Waiting (still) for wait-time guarantees

Long wait times are the biggest impediment to health care, according to a new report by Statistics Canada.

In 2005, the median waiting time for specialized services came in at three to four weeks, remaining the same since 2003. People usually received medical care within three months.

The Stats Can study surveyed about 33,500 people, age 15 and over. Specialized services included receiving a diagnostic test, seeing a specialist or undergoing non-emergency surgery.

“There’s good news and bad news in those numbers,” said Sharon Sholzberg-Gray, president and CEO of the Canadian Healthcare Association. “In some ways it’s reassuring to hear that 80 per cent of people are getting access to services within three months but the bad news is that anywhere up to 20 per cent are not.”

The report indicated that finding a doctor was not necessarily the largest barrier to health care so much as waiting to see one. While the majority of respondents receiving a specialized service did not report having difficulties, 68 per cent of those who did said waiting was the problem. Thirty two per cent said they had trouble making an appointment.

Waiting for a speialist had more of an impact on people’s lives than waiting for non-emergency surgery, the findings indicated.
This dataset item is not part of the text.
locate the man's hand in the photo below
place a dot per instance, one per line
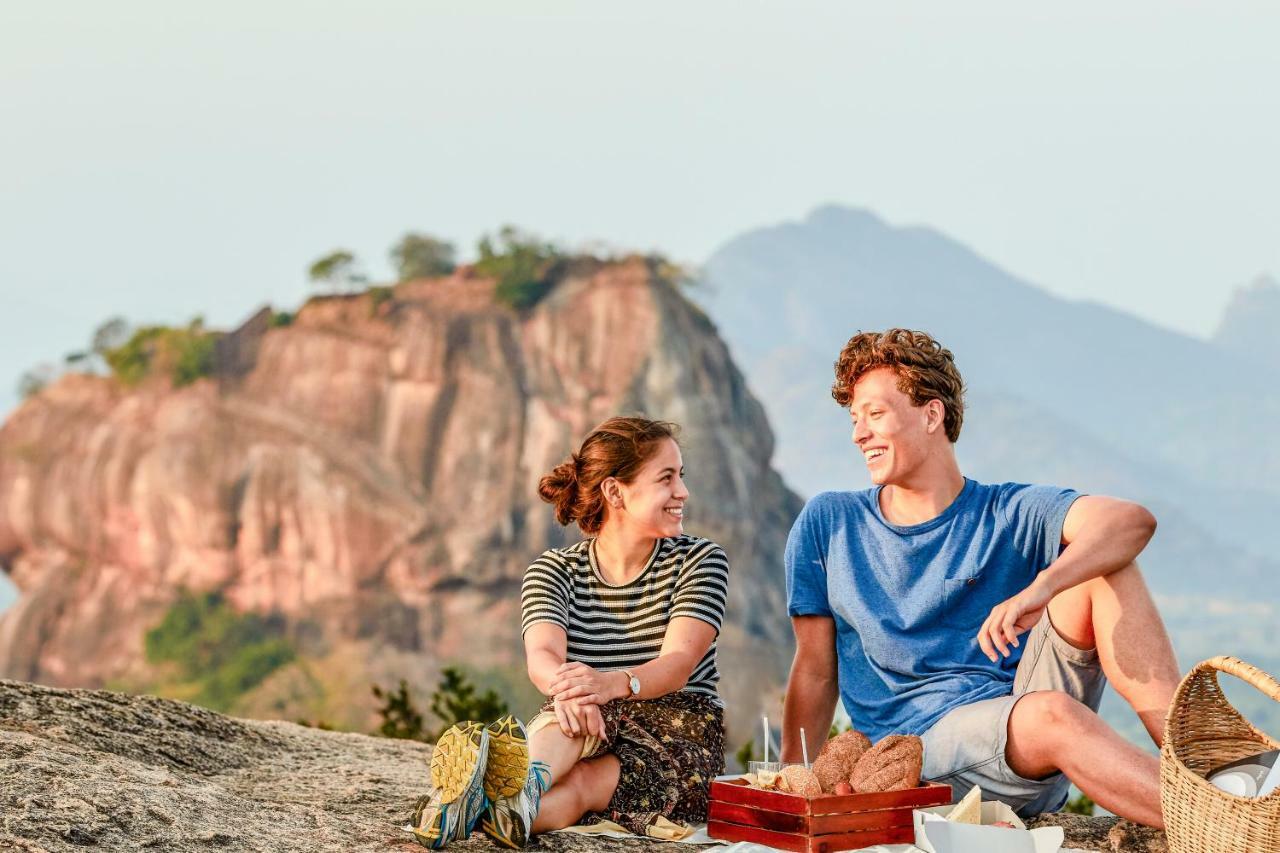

Approximately 18 per cent of individuals who visited a specialist reported that waiting for the visit affected their life compared to 11 and 12 per cent for non-emergency surgery and diagnostic tests respectively. People said they experienced worry, stress, anxiety and even physical pain while they waited.

This comes at a time when some media are reporting that Prime Minister Stephen Harper’s vow to reduce wait times has “vanished” from his government’s priorities list.

According to a report in the Canadian Press, Harper recently penned a column in conservative journal Report Magazine which summarized his minority government’s achievements since bringing down its first budget in May.

“It’s been quite a ride ever since, with progress being made on all of our five priorities – from cleaning up the federal government, to cutting taxes, cracking down on crime, supporting families and strengthening our country at home and around the world,” writes Prime Minister Harper.

Media reports have been quick to point out that “strengthening the country” has seemingly replaced the previously touted fifth priority of “working with the provinces to establish a Patient Wait Times guarantee” mentioned during last winter’s election campaign and in the April throne speech outlining the Conservative government’s agenda.

A spokesman for Harper denied the wait-times guarantee has been dropped from the government’s agenda. “Certainly the wait-times guarantee remains in our priorities,” Stephane Rondeau told the Canadian Press.

The wait-times guarantee was meant to ensure that patients received medical treatment by specified deadlines. Under the measure, provinces would foot the bill to send patients out of province, if timely care was not available.

Harper never offered to give provinces additional federal money, suggesting they had sufficient funding through a $42-billion, ten-year deal struck with Paul Martin in 2004.

But a provincial official has said chances are ‘nil’ that wait-time guarantees will ever become a reality without federal funding.

“You cannot pretend there are not extraordinary additional costs associated with it (guaranteed wait-times),” Ontario Health Minister George Smitherman said in an interview.

Liberal leadership hopeful Bob Rae has accused Harper of dropping the promise deliberately “because their real agenda is to drive the provinces to establishing two tiers.”

And in a cross country check up with provinces and territories, Canada’s Association for the Fifty-Plus (CARP) found that wait times are being addressed by governments each in their own way.

“Although progress can be measured with their current strategies, they agree that there is still a long way to go to meet their goals,” says Judy Cutler, co-director of media and government relations for CARP.